The pork sausage was a sign that this was going to be different. Or at least, that it was meant to be.
Like a grocery store employee in front of a concession stand, Donald Trump stood framed by the everyday items of an American shopping basket.
Breakfast oats. Bread. Butter. The sausage.
In a 45-minute-long pre-prepared speech at his Bedminster Golf Club in New Jersey, his remarks appeared designed to signal a shift away from the usual personal attacks on his opponent.
Reading off a piece of paper - itself something of departure from his normally freewheeling style - this was instead an attempt to focus on policy and, somewhat like the ground coffee beans that remained in shot throughout, in granular detail too.
The former president listed a barrage of what he said were price increases under the current administration. Flour up 38%, he said. Eggs, 46%.
Sure, he questioned whether Kamala Harris loves her country, impugned her intelligence and accused her of being a "communist" multiple times.
But, compared to what has come before, this was far less heavy on the insults and it will have been music to the ears of at least some senior Republican figures.

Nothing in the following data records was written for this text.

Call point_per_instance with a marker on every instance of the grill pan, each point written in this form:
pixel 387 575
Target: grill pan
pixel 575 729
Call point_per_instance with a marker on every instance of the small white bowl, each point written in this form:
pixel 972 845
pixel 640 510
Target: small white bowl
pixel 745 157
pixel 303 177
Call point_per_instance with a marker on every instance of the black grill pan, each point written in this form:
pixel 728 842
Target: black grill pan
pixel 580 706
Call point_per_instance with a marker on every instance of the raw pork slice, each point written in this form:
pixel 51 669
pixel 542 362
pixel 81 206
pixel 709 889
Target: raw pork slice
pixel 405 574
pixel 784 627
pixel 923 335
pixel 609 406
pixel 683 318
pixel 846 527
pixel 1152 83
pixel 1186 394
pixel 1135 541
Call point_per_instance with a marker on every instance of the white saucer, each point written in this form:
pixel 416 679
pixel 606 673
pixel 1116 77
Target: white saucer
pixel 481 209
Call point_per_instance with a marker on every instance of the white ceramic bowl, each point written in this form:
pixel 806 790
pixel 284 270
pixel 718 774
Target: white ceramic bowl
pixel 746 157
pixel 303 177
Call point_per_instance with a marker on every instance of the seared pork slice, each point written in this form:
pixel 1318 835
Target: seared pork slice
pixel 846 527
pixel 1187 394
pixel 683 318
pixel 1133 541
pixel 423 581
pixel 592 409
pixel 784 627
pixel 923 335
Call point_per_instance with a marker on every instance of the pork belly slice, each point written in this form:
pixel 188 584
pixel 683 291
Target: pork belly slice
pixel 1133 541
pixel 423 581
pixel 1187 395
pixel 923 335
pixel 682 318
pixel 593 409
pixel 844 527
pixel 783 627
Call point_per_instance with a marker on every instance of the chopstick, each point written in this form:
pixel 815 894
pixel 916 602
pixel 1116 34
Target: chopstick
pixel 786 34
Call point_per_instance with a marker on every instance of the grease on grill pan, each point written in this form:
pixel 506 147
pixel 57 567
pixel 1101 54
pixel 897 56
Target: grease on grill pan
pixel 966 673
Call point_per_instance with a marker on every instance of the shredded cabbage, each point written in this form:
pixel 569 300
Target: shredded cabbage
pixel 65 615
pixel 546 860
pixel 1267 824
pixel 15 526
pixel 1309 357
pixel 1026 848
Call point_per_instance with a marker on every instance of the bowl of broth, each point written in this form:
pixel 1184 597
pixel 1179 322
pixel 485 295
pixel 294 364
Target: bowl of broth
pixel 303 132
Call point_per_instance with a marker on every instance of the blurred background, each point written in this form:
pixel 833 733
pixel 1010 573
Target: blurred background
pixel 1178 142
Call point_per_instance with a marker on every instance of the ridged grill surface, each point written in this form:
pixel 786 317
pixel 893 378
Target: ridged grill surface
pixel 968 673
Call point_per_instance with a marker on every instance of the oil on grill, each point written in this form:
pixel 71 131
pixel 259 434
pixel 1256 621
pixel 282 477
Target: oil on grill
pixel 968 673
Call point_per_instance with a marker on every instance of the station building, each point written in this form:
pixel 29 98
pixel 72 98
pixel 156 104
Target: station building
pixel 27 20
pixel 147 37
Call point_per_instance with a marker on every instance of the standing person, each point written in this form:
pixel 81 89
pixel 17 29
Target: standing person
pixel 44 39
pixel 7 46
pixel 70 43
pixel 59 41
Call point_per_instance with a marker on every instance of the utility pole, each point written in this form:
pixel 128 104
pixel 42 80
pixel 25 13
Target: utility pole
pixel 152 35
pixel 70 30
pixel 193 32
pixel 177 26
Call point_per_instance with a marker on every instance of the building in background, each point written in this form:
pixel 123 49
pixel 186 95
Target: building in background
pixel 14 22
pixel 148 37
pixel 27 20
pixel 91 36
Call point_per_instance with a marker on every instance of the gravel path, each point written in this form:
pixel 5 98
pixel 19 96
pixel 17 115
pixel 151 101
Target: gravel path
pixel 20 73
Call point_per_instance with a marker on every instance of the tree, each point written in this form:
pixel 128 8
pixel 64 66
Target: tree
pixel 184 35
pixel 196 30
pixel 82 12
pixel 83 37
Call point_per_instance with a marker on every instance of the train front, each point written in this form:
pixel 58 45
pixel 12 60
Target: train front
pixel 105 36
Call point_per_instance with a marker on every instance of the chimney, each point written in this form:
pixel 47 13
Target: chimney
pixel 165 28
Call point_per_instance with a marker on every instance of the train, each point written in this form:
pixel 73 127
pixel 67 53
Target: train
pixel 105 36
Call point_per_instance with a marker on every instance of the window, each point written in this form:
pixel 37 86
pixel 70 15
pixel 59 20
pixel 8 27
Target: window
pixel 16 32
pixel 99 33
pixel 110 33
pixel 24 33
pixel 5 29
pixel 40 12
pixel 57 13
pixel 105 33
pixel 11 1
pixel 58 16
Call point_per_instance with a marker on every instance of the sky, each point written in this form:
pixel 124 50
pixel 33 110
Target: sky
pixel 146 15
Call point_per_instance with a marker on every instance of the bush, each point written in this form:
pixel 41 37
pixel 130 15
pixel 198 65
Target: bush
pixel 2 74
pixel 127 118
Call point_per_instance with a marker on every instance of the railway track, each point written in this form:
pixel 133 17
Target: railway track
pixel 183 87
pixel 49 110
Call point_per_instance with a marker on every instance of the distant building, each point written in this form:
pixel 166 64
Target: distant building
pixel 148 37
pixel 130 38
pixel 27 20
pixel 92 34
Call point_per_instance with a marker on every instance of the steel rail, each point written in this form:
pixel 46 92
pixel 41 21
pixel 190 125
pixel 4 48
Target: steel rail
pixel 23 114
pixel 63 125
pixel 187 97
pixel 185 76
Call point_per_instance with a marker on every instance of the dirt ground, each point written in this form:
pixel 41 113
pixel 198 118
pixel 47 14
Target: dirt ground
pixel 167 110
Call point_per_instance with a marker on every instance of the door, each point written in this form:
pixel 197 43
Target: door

The concerns in Republican circles about Trump's struggle to adjust to the challenge presented by Ms Harris have been mounting ever since she took over as the presumptive Democrat nominee.
“The winning formula for President Trump is very plain to see,” Kellyanne Conway, once his campaign manager and close advisor, recently told Fox News.
“It’s fewer insults, more insights and that policy contrast.”
Others too have cringed as Trump has attacked Ms Harris over her racial identity or made bizarre claims that she was engaged in deep-fake fraud over the size of the crowds at her rallies.
“So stupid,” Megyn Kelly, the conservative commentator and former Fox News host, said in response to the latter tactic on her radio show.
“Just focus on the damn border!”
That’s a piece of advice, it has to be said, he doesn’t have too much trouble following.
Although his remarks began with a promise to focus on some “big facts and very substantial truths”, as so often they more than strained the definition of both.
He claimed, once again, that some countries are emptying out their prisons and “insane asylums” to flood the US with illegal migrants, despite there being no data on the prison history of migrants crossing the border or their mental health status.
And he repeated – without any evidence and contrary to government data - that 100% of new jobs have gone to migrants, while regurgitating false claims about having won the 2020 election.
But for those Republicans who wanted to see a new approach to counter troubling polling data, meticulous accuracy was likely not high on their list of demands from their candidate.
Even that headline list of increasing grocery costs – what Trump called “Kamala’s price hikes” – appeared to raise a number of questions.
The Reuters news agency, for example, pointed out that bread and coffee prices have actually fallen over the last year, according to the Bureau of Labor Statistics' monthly Consumer Price Index.
But that’s not really the point. Factual or not, this was Trump connecting to voters on the issues that matter, and many do still feel the effects of the high levels of inflation under President Biden.
And with Harris yet to sit down for a formal media interview, he worked hard to land some blows against her on her record, in particular remarks she made in 2020 during widespread protests over police reform where she appeared sympathetic to calls to reduce spending on the police.
He also claimed – with some merit – that she’d stolen his pledge to end tax on tips in the US service industry, complaining that it “would’ve been nice” if she’d seen fit to give him credit.
The big question, of course, is whether Trump himself can stay on message and stick to these kinds of talking points.
In large parts of the press conference he was very much his usual self, giving long-winded diatribes about the mechanics of electric trucks, a “drill baby drill” promise to increase oil extraction, and at one point declaring that “I’m a big fan of electricity.”
But something was missing, somewhat akin to a man from the meat marketing board being forced to give a lecture about the health benefits of carrots.
You couldn’t help feeling that none of this sat very naturally for a politician whose whole political strategy has so often been fuelled by invective.
Opening the floor to questions from reporters he was asked whether he was indeed stepping back from the vitriolic character assassinations of his opponents.
“They’re not nice to me,” he said.
“I think I’m entitled to personal attacks.”